The testimony and documentary evidence offered by Department Staff at the hearing establishes that Respondents are causing, engaging in or maintaining a condition or activity which presents an imminent danger to the health or welfare of the people of New York State, through the continued operation of Tank No. 10665. Moreover, the record demonstrates that continued operation of Tank No. 10665 is likely to result in irreversible or irreparable damage to the Long Island aquifer, a unique and invaluable natural resource of the State, and irreversible and irreparable damage to at least one of the four active public water supply wells for the Water Authority of Western Nassau, that are located within 1000 feet of the Facility. As a result, continued operation of Tank No. 10665 presents an imminent danger to the health or welfare of the people of the State of New York who use the water from the wells maintained by the Water Authority of Western Nassau.

For the reasons set forth above, the summary abatement order should be continued.
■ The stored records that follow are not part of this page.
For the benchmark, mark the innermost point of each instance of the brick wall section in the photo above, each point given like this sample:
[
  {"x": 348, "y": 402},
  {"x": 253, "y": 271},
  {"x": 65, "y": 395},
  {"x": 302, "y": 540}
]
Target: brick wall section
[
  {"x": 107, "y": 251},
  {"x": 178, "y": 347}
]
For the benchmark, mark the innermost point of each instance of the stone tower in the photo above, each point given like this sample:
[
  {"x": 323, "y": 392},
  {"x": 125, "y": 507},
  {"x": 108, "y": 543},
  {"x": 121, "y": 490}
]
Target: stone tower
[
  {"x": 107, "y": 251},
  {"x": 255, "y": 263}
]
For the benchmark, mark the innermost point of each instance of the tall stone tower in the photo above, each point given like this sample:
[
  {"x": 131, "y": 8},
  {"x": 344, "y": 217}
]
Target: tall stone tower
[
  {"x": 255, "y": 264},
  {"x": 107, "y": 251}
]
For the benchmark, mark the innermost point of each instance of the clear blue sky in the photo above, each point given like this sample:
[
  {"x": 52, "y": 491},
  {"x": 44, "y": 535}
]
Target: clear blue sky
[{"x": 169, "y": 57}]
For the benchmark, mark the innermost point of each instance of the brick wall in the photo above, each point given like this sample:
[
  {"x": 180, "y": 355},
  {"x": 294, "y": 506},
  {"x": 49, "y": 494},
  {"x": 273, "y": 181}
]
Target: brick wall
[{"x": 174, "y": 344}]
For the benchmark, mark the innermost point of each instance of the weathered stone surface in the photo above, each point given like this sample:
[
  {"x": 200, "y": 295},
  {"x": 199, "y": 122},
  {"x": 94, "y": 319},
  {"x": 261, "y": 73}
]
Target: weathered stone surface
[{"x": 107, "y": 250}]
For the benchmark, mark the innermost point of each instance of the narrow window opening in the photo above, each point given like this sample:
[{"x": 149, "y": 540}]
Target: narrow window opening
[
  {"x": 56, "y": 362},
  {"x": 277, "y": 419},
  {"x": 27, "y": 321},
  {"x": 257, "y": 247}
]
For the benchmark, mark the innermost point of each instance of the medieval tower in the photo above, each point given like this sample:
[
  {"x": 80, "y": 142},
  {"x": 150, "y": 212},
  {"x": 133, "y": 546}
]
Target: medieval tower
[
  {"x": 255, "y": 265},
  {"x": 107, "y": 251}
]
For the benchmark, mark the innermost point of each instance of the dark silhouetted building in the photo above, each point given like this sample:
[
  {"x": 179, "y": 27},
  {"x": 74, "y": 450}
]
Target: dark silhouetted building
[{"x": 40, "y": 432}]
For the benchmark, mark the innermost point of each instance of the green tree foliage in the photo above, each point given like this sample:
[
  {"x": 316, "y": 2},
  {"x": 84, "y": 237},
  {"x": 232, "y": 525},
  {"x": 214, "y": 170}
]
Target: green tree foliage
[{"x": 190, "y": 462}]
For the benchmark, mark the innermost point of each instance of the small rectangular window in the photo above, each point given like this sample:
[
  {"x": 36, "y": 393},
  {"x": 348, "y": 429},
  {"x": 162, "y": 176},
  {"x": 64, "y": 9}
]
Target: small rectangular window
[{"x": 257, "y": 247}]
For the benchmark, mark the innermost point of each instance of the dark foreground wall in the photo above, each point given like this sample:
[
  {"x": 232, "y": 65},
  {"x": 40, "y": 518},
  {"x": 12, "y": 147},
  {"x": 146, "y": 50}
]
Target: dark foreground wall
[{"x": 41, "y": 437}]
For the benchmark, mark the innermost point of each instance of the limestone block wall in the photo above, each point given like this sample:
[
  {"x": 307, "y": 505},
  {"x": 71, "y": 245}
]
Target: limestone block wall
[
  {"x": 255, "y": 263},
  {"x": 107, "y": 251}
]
1 On March 4, 2009, Department Staff filed a motion for order without hearing, alleging violations of the Consent Order. That motion, dated February 27, 2009, will be the subject of a separate ruling.

2 Mr. Cirrito testified at the hearing on March 13, 2009 that groundwater at the Facility is approximately 35 feet below grade, and the monitoring well is installed upgradient of the tanks. Transcript at 31.

3 In his testimony at the hearing, Mr. Cirrito stated that he received those documents on October 23, 2007. Transcript at 28.